Peter Bush or “Bushy” is as much a part of rugby in New Zealand as any of the players that he has photographed. He has been capturing the All Blacks since his first assignment as news photographer for the New Zealand Herald in 1949. In the early 1960s, covering rugby became his ruling passion, one that sees him still covering the sport long past retirement age.

His ability to seemingly place himself into the heart of the game has resulted in a wonderful photographic record of the great non-professional era of All Black rugby, fixing in time great iconic moments of the giants of the age: the likes of Meads, Whineray, Clarke, Mourie, Tremain, Going, Kirkpatrick.
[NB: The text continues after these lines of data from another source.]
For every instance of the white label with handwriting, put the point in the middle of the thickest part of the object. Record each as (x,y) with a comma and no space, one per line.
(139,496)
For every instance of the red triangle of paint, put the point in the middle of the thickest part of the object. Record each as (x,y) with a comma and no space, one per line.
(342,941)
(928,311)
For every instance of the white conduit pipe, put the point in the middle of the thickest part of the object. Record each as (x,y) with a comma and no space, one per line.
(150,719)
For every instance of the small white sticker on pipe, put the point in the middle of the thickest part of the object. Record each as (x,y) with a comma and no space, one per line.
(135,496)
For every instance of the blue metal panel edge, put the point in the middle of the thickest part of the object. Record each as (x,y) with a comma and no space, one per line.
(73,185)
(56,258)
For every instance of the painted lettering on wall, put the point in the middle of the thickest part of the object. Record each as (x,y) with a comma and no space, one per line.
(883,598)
Bushy became as recognizable to rugby fans as the players themselves, racing up and down the sideline in rugby boots to keep up with the action and to get the great shots.

The dawn of the professional era has brought great changes to the game, but this has only made Peter’s pictures all the more valuable, not just for the record of players and games, but also as a social history of the more carefree New Zealand they recall, crowds of men in hats standing on the terraces, pole sitting spectators, jubilant crowds right on the sideline and the hard, cold light on winter afternoons.

But there are layers of history and social comment embedded in Peter’s work. His photographs capture the All Blacks in apartheid South Africa, in Belfast during the ‘Troubles’ of the early 1970s, and during the Springbok tour in 1981.

Rugby may be what he is known for but Bushy has also captured many other historical moments in New Zealand and the world’s history. His ability to not intrude but simply observe through the lens has created hundreds of eye-catching images.

“He has photographed Prime Ministers and protesters as well as prop forwards, travelled with the Pope (John Paul II) and taken shots as diverse as marooned, dying ships and golden sunsets. His genius has been the mix of aesthetic beauty, poignancy and sheer unorthodoxy in his work. A Peter Bush photograph is never less than captivating.” New Zealand Herald 11/01/12.